I am experiencing some strange effects for my kernel function:
/*
* Matrix A = M x N, B = N x K, C = M x K => OUT = M x K
*/
__global__ void wmma_matrix_mult_bColMajor(int N, int K, const half *a, const half *b, half *out) {
// Declare the fragments
wmma::fragment<wmma::matrix_a, TENSOR_SIZE, TENSOR_SIZE, TENSOR_SIZE, half, wmma::row_major> a_frag;
wmma::fragment<wmma::matrix_b, TENSOR_SIZE, TENSOR_SIZE, TENSOR_SIZE, half, wmma::col_major> b_frag;
wmma::fragment<wmma::accumulator, TENSOR_SIZE, TENSOR_SIZE, TENSOR_SIZE, half> c_frag;
const int outRowFragmentIdx = blockIdx.x / (K / TENSOR_SIZE);
const int outColFragmentIdx = blockIdx.x % (K / TENSOR_SIZE);
const int fragmentsToSum = N / TENSOR_SIZE;
// Initialize the output to zero
wmma::fill_fragment(c_frag, 0.0f);
for (int i = 0; i < fragmentsToSum; ++i) {
const int aRowFragmentIdx = outRowFragmentIdx;
const int aColFragmentIdx = i;
const int bRowFragmentIdx = i;
const int bColFragmentIdx = outColFragmentIdx;
// Load the inputs
wmma::load_matrix_sync(a_frag, &a[aRowFragmentIdx * TENSOR_SIZE * N + aColFragmentIdx * TENSOR_SIZE], N);
wmma::load_matrix_sync(b_frag, &b[bColFragmentIdx * TENSOR_SIZE * N + bRowFragmentIdx * TENSOR_SIZE], N);
// Perform the matrix multiplication
wmma::mma_sync(c_frag, a_frag, b_frag, c_frag);
}
// Store the output
wmma::store_matrix_sync(&out[outRowFragmentIdx * TENSOR_SIZE * K + outColFragmentIdx * TENSOR_SIZE], c_frag, K, wmma::mem_row_major);
}
This multiplies two matrices A and B (both dimensions have to be multiple of 16).
The function works for example with sizes up to 16x80 multiplied with 3600x80.

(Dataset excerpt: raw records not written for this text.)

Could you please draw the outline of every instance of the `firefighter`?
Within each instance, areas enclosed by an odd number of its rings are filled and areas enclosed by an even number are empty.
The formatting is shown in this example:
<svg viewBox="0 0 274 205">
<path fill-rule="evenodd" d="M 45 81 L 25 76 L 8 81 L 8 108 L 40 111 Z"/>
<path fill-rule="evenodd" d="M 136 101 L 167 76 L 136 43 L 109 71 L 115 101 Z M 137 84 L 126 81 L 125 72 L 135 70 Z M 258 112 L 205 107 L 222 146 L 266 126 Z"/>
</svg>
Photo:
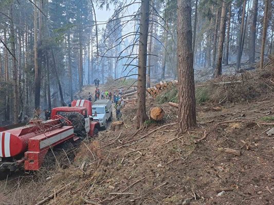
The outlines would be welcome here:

But for 16x80 multiplied with 15376x80 and run via compute-sanitizer ./main
I get 37 errors like this:
Invalid global write of size 4 bytes
========= at 0x1270 in kernels.h:110:wmma_matrix_mult_bColMajor(int,int,__half const *,__half const ,__half)
========= by thread (191,0,0) in block (1945,0,0)
========= Address 0x7f3a269259cc is out of bounds
========= Saved host backtrace up to driver entry point at kernel launch time
========= Host Frame:cuLaunchKernel [0x7f3a5eb355d8]
========= in /usr/lib/x86_64-linux-gnu/libcuda.so.1
========= Host Frame: [0x55ad63c962cb]
With 16x80 multiplied with 63504x80 I get 25 of those errors.
I am wondering how can this be caused by my code because I don’t write any memory - the wmma functions do. And 4 bytes sound similar to the 4x4 matrix multiplications the Tensor Cores are doing internally?
Anyone here who knows how I can get more detailed debug messages or even knows why this happens?
Any hints / tips are greatly appreciated.